Prime Minister Scott Morrison will soon hold virtual talks with US President Joe Biden and the prime ministers of both India and Japan in the first-ever leaders’ meeting of the Quad.
- Reuters reports the Quad leaders will unveil a plan to increase India’s COVID vaccine production capacity
- The White House says the countries will also discuss economic cooperation and the climate crisis
- The Quad insists it is not a formal security alliance, but Beijing still views the grouping with suspicion
It is a significant development for the informal coalition, which has coalesced partly to balance China’s growing economic and military clout.
The meeting early on Saturday morning (AEDT) is likely to focus heavily on joint efforts to tackle the coronavirus pandemic.
Reuters has reported that the leaders will announce a plan for new financing agreements to support an increase in manufacturing capacity for COVID-19 vaccines in India.
The news agency quoted a US official saying the plan would “reduce manufacturing backlogs, speed vaccination and defeat some coronavirus mutations”.
The official also said some of the additional vaccines would be offered to South-East Asian countries.
An Australian Government source did not deny that report but did not provide any further information.
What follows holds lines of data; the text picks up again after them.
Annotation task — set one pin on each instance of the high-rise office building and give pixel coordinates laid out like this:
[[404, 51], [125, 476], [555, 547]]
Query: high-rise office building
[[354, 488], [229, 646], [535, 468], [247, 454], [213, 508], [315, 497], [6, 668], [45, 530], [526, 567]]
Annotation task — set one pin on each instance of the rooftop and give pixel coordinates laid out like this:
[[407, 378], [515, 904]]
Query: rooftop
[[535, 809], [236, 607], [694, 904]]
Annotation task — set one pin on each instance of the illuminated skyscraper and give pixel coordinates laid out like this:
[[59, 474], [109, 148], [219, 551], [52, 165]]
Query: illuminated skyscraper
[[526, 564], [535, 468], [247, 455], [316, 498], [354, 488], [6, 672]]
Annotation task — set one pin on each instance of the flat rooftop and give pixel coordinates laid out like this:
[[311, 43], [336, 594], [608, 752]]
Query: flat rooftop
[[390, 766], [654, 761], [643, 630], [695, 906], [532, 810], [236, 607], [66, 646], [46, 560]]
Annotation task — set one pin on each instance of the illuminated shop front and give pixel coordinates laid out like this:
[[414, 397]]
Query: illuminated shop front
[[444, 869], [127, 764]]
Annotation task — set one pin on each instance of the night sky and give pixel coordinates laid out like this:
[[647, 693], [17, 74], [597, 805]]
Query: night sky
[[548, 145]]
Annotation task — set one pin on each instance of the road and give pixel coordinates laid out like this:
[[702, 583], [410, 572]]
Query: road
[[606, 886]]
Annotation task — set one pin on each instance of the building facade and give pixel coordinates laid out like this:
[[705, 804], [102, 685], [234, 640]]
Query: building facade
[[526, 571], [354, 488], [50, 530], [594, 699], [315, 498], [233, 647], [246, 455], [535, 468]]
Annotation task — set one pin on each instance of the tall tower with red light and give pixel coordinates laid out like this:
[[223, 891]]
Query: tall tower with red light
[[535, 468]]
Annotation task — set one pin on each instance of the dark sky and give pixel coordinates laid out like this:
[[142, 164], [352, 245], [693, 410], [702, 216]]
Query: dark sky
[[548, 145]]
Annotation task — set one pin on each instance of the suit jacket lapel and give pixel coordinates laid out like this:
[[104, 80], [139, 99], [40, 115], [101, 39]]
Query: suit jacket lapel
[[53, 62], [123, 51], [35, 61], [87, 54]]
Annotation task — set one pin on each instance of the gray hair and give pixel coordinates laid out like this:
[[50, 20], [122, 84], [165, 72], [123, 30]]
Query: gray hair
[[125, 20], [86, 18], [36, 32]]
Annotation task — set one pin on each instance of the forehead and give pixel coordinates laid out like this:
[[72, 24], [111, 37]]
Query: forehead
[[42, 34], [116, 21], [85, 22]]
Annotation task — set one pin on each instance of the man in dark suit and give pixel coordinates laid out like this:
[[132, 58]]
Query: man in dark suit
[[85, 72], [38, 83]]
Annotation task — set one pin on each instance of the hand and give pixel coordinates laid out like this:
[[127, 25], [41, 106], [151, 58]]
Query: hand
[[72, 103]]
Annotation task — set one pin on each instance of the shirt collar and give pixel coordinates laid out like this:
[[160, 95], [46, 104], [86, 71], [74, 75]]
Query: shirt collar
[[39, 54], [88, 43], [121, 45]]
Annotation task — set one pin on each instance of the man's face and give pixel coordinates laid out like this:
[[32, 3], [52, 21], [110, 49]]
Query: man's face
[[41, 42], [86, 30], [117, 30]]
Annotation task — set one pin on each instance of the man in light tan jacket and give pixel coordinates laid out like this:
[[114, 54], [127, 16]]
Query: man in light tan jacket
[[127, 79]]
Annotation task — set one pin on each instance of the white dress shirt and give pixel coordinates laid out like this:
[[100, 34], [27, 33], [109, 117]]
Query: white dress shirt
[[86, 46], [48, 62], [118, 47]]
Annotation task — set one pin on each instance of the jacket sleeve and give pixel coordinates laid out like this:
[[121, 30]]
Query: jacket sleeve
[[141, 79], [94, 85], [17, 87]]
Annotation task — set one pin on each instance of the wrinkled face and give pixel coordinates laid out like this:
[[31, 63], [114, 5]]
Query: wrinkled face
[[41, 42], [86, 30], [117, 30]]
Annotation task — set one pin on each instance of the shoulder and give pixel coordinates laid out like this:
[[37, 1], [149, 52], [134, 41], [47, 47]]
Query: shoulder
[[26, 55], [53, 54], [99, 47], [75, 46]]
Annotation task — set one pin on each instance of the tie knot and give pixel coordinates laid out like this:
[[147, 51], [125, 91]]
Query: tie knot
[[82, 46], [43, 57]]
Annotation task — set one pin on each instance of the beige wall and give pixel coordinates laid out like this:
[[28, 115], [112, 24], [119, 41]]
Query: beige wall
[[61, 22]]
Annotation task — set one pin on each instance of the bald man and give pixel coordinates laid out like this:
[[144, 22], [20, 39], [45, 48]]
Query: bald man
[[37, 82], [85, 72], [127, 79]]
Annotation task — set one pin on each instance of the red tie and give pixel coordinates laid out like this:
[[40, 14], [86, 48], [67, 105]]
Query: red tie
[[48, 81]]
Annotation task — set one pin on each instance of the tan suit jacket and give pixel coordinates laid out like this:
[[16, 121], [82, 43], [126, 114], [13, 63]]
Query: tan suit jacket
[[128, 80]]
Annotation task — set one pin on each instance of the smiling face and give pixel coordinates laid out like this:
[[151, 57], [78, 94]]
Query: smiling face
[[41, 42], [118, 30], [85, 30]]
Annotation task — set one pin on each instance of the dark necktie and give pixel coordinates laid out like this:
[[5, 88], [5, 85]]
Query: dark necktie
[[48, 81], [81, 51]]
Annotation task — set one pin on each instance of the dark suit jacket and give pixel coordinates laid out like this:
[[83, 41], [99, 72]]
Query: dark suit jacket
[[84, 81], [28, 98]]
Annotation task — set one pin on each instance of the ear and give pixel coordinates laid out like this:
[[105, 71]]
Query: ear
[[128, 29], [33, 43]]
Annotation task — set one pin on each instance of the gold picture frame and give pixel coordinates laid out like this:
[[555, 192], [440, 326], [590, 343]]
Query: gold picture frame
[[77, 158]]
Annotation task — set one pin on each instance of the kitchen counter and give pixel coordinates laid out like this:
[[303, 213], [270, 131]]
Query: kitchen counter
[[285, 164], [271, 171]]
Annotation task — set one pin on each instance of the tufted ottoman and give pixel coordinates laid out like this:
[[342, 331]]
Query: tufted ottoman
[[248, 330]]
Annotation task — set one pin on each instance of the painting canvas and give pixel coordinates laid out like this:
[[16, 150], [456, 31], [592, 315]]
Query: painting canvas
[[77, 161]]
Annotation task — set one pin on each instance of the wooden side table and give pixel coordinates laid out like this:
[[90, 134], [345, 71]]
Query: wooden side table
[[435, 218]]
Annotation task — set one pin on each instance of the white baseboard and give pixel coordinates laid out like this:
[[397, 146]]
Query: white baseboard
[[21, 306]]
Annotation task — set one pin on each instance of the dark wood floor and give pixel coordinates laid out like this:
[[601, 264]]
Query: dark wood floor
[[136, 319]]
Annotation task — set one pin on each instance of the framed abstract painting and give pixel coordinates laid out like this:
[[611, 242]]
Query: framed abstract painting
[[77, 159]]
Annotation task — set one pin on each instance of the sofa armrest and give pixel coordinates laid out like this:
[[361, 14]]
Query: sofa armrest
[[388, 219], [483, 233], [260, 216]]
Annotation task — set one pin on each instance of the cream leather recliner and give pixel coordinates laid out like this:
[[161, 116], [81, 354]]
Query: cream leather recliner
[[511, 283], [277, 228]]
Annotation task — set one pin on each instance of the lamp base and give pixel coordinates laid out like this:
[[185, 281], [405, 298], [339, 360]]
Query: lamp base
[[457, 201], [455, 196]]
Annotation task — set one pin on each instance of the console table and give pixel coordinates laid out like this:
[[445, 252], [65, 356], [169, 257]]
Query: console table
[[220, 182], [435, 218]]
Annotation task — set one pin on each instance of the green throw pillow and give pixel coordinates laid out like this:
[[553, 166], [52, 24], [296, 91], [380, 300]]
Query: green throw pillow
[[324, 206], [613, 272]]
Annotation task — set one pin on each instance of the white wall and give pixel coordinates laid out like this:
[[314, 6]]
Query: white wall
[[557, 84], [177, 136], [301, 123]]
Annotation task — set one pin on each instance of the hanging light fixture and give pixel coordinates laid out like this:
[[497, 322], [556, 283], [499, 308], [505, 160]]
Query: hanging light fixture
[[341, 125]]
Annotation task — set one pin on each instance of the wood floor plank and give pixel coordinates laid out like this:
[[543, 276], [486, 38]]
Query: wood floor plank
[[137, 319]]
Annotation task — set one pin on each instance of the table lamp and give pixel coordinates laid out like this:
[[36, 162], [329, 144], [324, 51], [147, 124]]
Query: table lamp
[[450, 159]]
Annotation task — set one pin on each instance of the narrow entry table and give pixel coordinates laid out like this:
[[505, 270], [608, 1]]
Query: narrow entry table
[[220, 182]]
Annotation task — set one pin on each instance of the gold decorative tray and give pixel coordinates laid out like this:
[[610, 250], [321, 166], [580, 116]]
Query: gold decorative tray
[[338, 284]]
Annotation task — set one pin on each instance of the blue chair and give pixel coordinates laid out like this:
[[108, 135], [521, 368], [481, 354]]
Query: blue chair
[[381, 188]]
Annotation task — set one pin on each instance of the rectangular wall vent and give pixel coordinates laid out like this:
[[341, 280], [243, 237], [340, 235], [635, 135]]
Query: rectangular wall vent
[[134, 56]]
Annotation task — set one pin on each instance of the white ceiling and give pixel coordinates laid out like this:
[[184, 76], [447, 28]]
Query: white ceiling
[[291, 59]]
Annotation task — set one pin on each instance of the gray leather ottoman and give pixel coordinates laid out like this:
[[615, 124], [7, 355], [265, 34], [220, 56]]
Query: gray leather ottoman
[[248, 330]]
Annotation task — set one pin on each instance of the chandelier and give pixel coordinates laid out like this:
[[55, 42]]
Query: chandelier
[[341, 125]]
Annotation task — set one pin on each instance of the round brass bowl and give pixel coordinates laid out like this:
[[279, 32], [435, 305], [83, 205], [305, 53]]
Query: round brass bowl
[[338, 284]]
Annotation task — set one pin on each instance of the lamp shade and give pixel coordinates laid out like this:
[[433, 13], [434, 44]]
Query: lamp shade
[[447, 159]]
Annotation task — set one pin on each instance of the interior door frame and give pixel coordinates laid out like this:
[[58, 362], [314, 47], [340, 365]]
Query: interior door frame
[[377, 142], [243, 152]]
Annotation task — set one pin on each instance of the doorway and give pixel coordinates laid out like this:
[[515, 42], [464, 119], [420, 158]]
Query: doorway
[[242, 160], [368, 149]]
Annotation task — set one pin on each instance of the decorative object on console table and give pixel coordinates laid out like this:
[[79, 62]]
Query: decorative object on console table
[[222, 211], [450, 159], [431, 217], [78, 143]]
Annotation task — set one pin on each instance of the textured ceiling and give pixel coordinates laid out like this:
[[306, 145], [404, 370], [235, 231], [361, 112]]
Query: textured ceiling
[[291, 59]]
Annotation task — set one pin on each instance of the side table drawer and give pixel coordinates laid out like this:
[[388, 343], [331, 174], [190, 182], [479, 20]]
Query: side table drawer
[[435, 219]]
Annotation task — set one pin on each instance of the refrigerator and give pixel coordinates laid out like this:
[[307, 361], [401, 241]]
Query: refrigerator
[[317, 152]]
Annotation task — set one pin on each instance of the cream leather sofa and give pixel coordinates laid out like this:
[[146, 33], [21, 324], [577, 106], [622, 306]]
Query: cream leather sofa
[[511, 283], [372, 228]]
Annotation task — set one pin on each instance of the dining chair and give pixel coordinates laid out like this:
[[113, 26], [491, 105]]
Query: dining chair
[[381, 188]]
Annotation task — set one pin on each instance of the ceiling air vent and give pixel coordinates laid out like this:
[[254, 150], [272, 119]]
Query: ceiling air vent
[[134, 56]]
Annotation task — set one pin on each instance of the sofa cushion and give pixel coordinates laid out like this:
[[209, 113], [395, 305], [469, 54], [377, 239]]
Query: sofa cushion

Beijing regards the Quad grouping with suspicion
The race to vaccinate against COVID-19 has created a new arena for strategic competition across the globe.
China’s government has intensified its vaccine diplomacy in the region, offering its locally made Sinopharm jab to several South-East Asian nations including Cambodia, Thailand, Indonesia and the Philippines.
Australia has also pledged money to help provide some vaccines to South-East Asia, although the bulk of the government’s efforts have been focussed on the rollout in Pacific Island countries.
White House press secretary Jen Psaki said the four leaders would also discuss “economic cooperation and … the climate crisis”.
All four Quad countries have repeatedly emphasised that the group is not a formal security alliance but a gathering of like-minded countries which want to preserve common rules in the region.
But it has been driven by China’s dramatic rise, and the realisation in all four capitals that they need to intensify efforts to confront strategic challenges posed by Beijing, as well as shaping governance and behaviour across the Indo-Pacific.
Beijing still regards the Quad with suspicion, accusing the United States of orchestrating the group to contain its rise.
Mr Morrison told reporters in Canberra that the meeting with Joe Biden, Indian Prime Minister Narendra Modi and Japanese Prime Minister Yoshihide Suga would be “historic”.
“It was one of the first things, the first thing I should say, I discussed with President Biden and I was so pleased the new administration were also so enthusiastic about this program, and that President Biden is taking this to another level and seeing the Quad as his first engagement in this way, and to elevate it in this way,” he said.
“It is another key step forward in how Australia has sought to keep Australians safe, by ensuring that we’re working with our partners, with our allies in particular.”